戦前のパリで活躍し、戦時下の日本に帰国して戦争画を描き、終戦直後「戦犯」の汚名を着せられてパリへ戻った藤田さんの思いや考えをはっきりと知ることができたというわけではないのですが、そのごく一端を知ることは少しできたような気がします。今回の藤田嗣治さんの所蔵作品展を私も見ることができて良かったです。良い展覧会でした。現在のパリのテロ事件の惨状やフランス軍によるシリア空爆などの“戦争”のような事態を藤田嗣治さんが知ったら悲しむだろうなということも、少し思いました。

藤田嗣治さんの展覧会を見た後、私はその下の階で開催されていた「てぶくろ|ろくぶて」という、小学生の遊びのような名前のタイトルの企画展も見ることにしたのですが、それは、フランスの哲学者のモーリス・メルロ=ポンティの言葉を「案内人」として、「私」と「モノ」が出会う場所について考えるという展覧会でした。

私はこの企画展のことを知らずに東京国立近代美術館へ行ったので、突然の?メルロ=ポンティの登場を少し嬉しく思いました。会場の解説によると、メルロ=ポンティの思想は、1960年代や1970年代のアーティストの方たちに大きな影響を与えたのだそうです。

知覚する「私」と知覚される「モノ」との間にある「可逆性(リヴァーシブルであること)」を考える展覧会でした。
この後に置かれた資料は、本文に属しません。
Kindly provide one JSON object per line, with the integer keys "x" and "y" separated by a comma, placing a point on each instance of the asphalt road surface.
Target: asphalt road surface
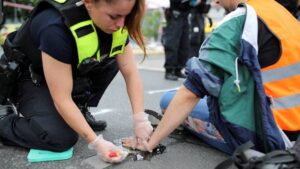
{"x": 188, "y": 153}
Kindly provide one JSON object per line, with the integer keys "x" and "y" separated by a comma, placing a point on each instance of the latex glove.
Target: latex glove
{"x": 107, "y": 150}
{"x": 142, "y": 127}
{"x": 132, "y": 143}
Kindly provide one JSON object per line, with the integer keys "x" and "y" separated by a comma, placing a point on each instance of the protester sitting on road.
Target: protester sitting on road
{"x": 68, "y": 53}
{"x": 249, "y": 70}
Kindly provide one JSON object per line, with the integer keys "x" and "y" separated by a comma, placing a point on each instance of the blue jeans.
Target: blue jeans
{"x": 199, "y": 124}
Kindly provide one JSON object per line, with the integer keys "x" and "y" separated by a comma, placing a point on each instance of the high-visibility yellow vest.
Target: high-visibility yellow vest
{"x": 282, "y": 80}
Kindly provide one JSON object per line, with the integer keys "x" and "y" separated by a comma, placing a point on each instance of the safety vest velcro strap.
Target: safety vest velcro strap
{"x": 118, "y": 42}
{"x": 85, "y": 33}
{"x": 281, "y": 73}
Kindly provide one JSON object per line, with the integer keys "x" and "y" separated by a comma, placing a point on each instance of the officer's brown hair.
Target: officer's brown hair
{"x": 133, "y": 22}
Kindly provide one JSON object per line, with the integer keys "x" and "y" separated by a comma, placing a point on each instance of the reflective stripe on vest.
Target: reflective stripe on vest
{"x": 60, "y": 1}
{"x": 282, "y": 79}
{"x": 87, "y": 43}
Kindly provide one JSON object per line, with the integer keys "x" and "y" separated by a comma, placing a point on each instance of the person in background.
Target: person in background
{"x": 68, "y": 53}
{"x": 246, "y": 78}
{"x": 292, "y": 6}
{"x": 175, "y": 38}
{"x": 197, "y": 26}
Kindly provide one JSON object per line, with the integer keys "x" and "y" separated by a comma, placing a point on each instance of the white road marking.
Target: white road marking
{"x": 102, "y": 111}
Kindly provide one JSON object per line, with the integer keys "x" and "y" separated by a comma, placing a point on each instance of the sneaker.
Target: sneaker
{"x": 179, "y": 74}
{"x": 96, "y": 125}
{"x": 170, "y": 76}
{"x": 6, "y": 110}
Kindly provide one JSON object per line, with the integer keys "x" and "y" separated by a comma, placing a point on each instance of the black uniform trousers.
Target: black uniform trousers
{"x": 175, "y": 40}
{"x": 41, "y": 126}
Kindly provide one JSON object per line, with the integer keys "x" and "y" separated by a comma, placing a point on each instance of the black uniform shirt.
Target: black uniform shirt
{"x": 54, "y": 38}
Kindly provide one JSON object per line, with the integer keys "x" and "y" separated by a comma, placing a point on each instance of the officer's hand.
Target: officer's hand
{"x": 107, "y": 150}
{"x": 142, "y": 127}
{"x": 132, "y": 143}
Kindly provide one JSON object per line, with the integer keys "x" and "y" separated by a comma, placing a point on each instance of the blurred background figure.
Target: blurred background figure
{"x": 175, "y": 38}
{"x": 197, "y": 26}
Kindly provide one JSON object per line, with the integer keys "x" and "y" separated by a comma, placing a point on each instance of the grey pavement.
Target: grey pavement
{"x": 189, "y": 153}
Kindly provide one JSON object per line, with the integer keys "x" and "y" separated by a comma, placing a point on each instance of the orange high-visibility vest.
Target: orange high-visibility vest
{"x": 282, "y": 80}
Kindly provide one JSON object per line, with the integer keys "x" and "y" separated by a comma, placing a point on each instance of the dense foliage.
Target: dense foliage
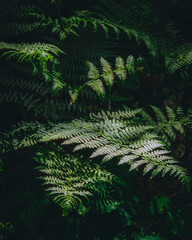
{"x": 96, "y": 110}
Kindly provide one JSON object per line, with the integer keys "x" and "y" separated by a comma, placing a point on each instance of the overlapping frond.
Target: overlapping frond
{"x": 72, "y": 179}
{"x": 111, "y": 137}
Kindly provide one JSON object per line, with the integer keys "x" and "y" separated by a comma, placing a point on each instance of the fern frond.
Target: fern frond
{"x": 129, "y": 142}
{"x": 70, "y": 178}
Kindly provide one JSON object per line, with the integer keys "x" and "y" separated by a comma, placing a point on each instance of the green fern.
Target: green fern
{"x": 120, "y": 137}
{"x": 72, "y": 180}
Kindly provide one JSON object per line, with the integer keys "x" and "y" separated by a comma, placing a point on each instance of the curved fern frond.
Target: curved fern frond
{"x": 129, "y": 142}
{"x": 71, "y": 179}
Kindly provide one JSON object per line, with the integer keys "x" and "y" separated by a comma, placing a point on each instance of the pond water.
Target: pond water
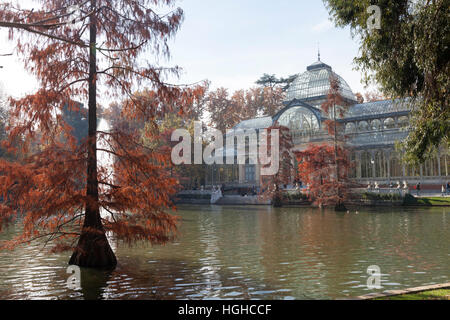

会場には、「手」と「手袋」や、「顔」と「鏡」などに関する作品が紹介されていたのですが、もしも、「私」が知覚する存在であり、「世界」が知覚によって存在しているのなら、そこにも「可逆性」が考えられるものなのだろうと思います。「私」がいるから「世界」があるのか、「世界」があるから「私」がいるのか、「私」がいるから「光」があるのか、「光」があるから「私」がいるのか、ある存在を「知覚」を中心に考えると両方とも正しく思えますし、何だか不思議な気持ちになります。

合わせ鏡によって作られる「鏡の中の鏡」とか、世界の果てまでが永遠に一つの輪のように続いていくように見えるマウリッツ・コルネリス・エッシャーの版画の絵とか(この展覧会に展示されていたわけではないのですが)、リヴァーシブルであり続ける「可逆性」は、当然のことなのかもしれないのですが、普段の現実の中で常に起きている現象なのかもしれないなと思いました。